Clearly, different temporal, spatial and structural scales are required for different components, pathways, and processes of the model; and this has been showcased in the recent multiscale model of Chew et al. (2014) for Arabidopsis that integrates gene dynamics, carbon partitioning, organ architecture, and development response to endogenous and environmental signals. Chapter 1 of this book by Baldazzi et al. discussed the challenges in the multiscale modelling by combining information from molecular biology and genetics with crop models in relation to environmental factors and agricultural practices. Ultimately, crop systems biology may develop into a highly computer-intensive discipline. Such coupled models should inform how and where those recalcitrant genetic phenomena (G × E interactions, epistasis and pleiotropy ) come about. They should also allow identification of specific parts of metabolic pathways and processes, which could be altered via genetic engineering to achieve improvement of crop yield potential (Zhu et al. 2011). These specific parts should be amenable to the analysis by the ‘omics’ approach in terms of the expressions of specific genes , proteins or enzyme activities. For example, gene expression of aquaporins , the putative proteins involved in regulation of water and CO2 diffusion inside leaves (see also Chap. 6 of this book by Sinclair et al.) have been found to explain most of the variation of stomatal and mesophyll conductance during water stress and recovery in olive (Perez-Martin et al. 2014). In short, these models should ultimately enable in silico assessment of crop response to genetic fine-tuning under defined environmental scenarios, thereby being powerful tools in supporting breeding or genetic engineering for complex crop traits . Again, the parsimony rule, especially in terms of the number of required parameters, also applies to models for navigating biological complexity across scales (Hammer et al. 2006), as estimating many parameters in any model is a daunting task (see also Chap. 8 by Boote et al.), even when using advanced bioinformatics or data mining tools (Martin et al. 2015). After all, model sophistication should not be achieved at the cost of model heuristics .

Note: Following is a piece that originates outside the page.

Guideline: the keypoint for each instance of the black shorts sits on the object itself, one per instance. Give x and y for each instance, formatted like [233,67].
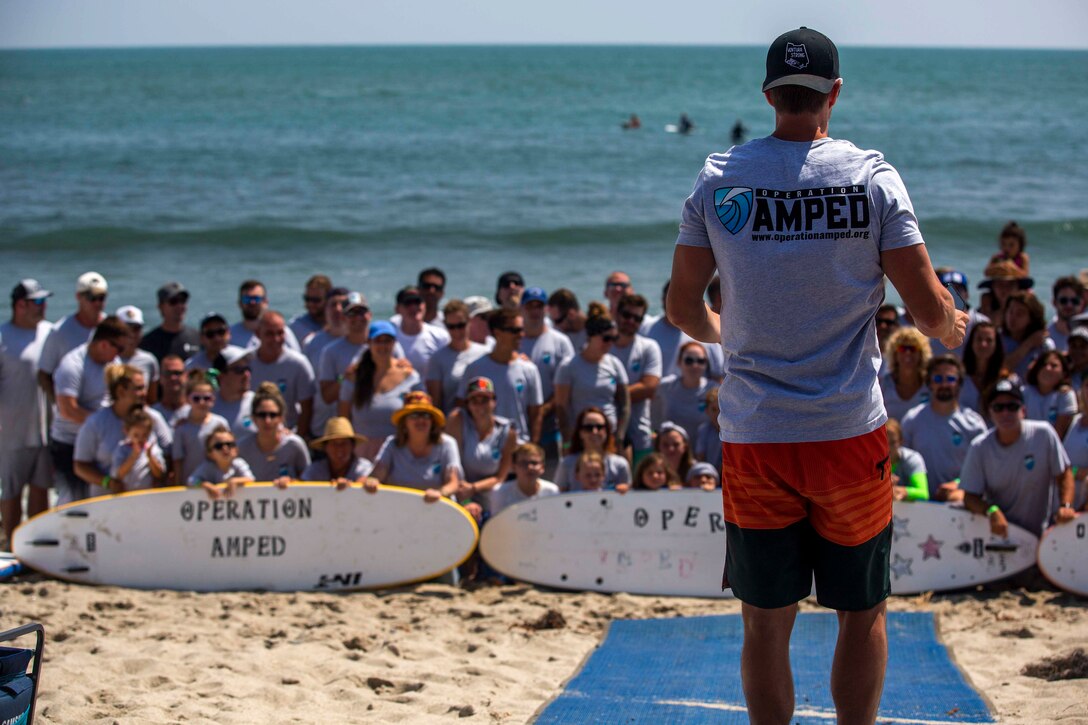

10.4 Crop Systems Biology Needs Cross-Discipline Efforts in Concert

Manipulation of a relatively small number of genes (notably, dwarfing and photoperiod-insensitivity genes in many crops) had resulted in the first ‘Green Revolution ’. For the next ‘Green Revolution’ to happen, we have to deal with many genes so that they work in concert. Advances in genetics and genomics, when integrated via systems biology approaches, can offer unprecedented opportunities to examine crop genetic variation and utilize this variability for breeding purposes in different target environments. However, alterations made at the genome level, although substantial, could have little effect on the crop-level phenotypes (Sinclair et al. 2004; Yin and Struik 2008) . Systems biology should not be the privilege of only those working on molecular, sub-cellular or cellular levels. To allow genomics and systems biology to have significant impact, the information from fundamental plant biology should reach up to the crop level, and ‘crop systems biology ’ should be established to deal with complex ‘gene-trait-crop’ relationships and to enhancing the prediction of the phenotype from genomic information. Recent work of Chew et al. (2014) has shown the promise of such a multiscale approach, based on understandings for the model species Arabidopsis. For that to happen for crop species, it is necessary to have the long-term, multi-disciplinary efforts to build the links between geneticists, systems biologists, breeders and crop ecophysiologists towards the next ‘Green Revolution’ to solve some imminent food-, feed-, and energy-related, ‘real-world’ problems. By then, the chain as envisaged in Chap. 6 by Sinclair et al., i.e., ‘from model to phenotype to genotype to cultivar’, can become a reality more than ever. However, at this moment, as expressed in Chap. 8 by Boote et al., “the disciplines have diverged so much that geneticists are not well connected with the field phenotyping , and crop modellers are not connected with the geneticists”.

We hope that the publication of this book on crop systems biology promotes cross fertilization between disciplines and can catalyse some joint efforts from the science community to correct that divergence.